Montgomery: The more soil organic matter you have, the higher the water-holding capacity of the soil. And the more water that falls as rain onto a field, it will sink into the ground where it could get to a plant root where a farmer wants it to end up rather than running off over the surface carrying away topsoil, fertilizer, and seeds.

That’s one of the real myths around tillage; a lot of people think that if you till the soil and you break it up, you’ll let more water sink into the ground, but the reality is that by pulverizing the soil surface, you basically create a crust. And then when that next drop of rain hits that crust, it runs off over the surface. The more life you have in the soil, the more [natural] holes that makes in the soil, and the more holes there are in the soil, the more water sinks into it.

If we want to make our farms more resilient to droughts, we would go whole hog into soil-building practices that enable the land to absorb and hold more of whatever water it gets, because the farmer can’t change the rain, but they can change their soil.
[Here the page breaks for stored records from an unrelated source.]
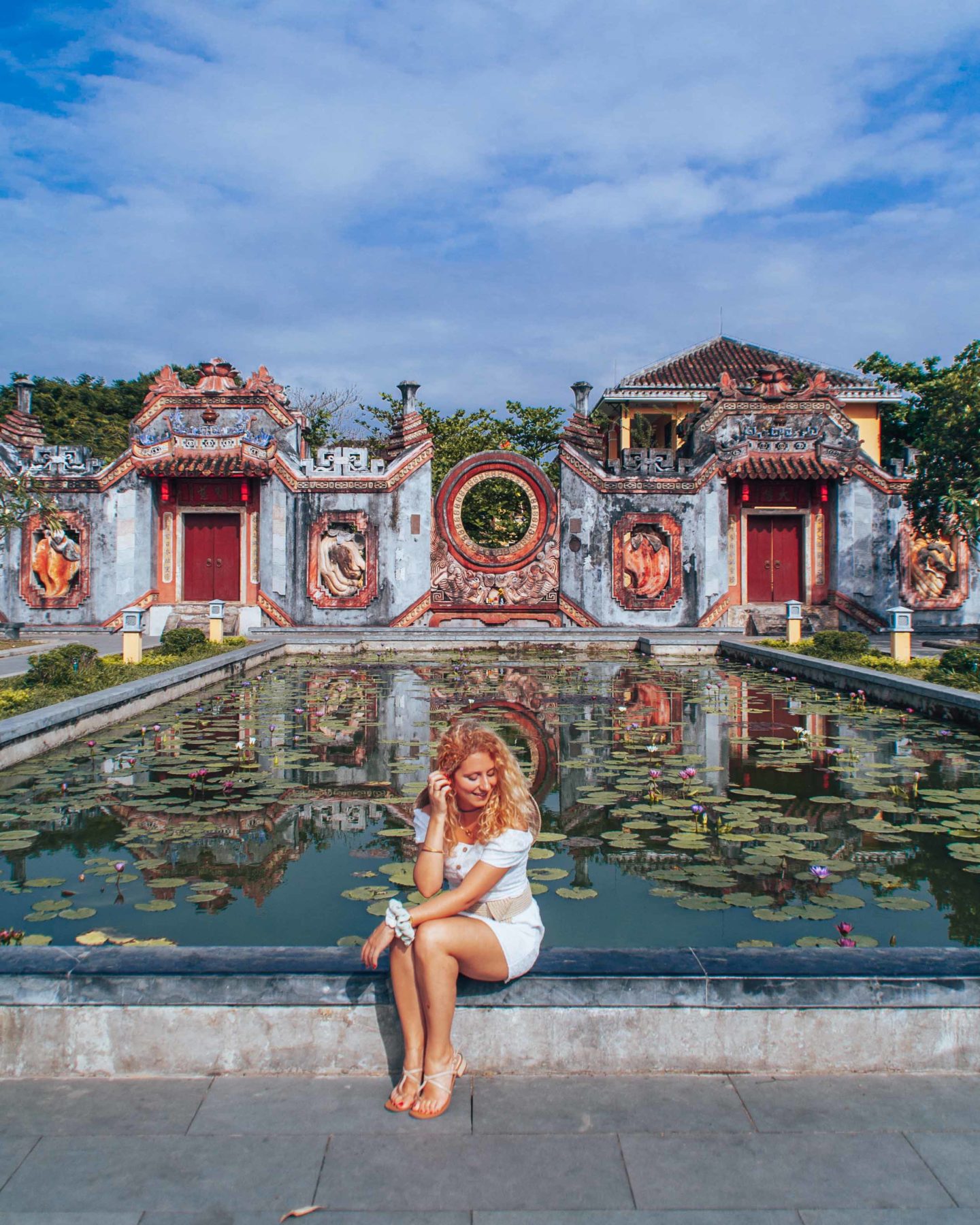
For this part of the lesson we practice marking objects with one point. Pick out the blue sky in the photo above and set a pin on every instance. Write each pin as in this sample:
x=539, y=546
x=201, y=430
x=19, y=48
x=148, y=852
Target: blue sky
x=496, y=199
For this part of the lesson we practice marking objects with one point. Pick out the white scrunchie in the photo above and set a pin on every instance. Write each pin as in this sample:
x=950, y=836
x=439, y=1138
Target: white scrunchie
x=398, y=920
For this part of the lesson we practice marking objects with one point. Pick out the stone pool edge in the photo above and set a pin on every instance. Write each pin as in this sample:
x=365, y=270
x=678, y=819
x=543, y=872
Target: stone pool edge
x=318, y=1011
x=924, y=698
x=37, y=732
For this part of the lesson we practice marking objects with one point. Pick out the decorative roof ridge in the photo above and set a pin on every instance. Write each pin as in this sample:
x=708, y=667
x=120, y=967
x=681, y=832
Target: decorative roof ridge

This interview has been edited for length and clarity.

Naomi Starkman

Naomi Starkman is the founder and editor-in-chief of Civil Eats. She was a 2016 John S. Knight Journalism Fellow at Stanford. Naomi has worked as a media consultant at Newsweek, The New Yorker, Vanity Fair, GQ, WIRED, and Consumer Reports magazines. After graduating from law school, she served as the Deputy Executive Director of the City of San Francisco’s Ethics Commission. Naomi is an avid organic gardener, having worked on several farms.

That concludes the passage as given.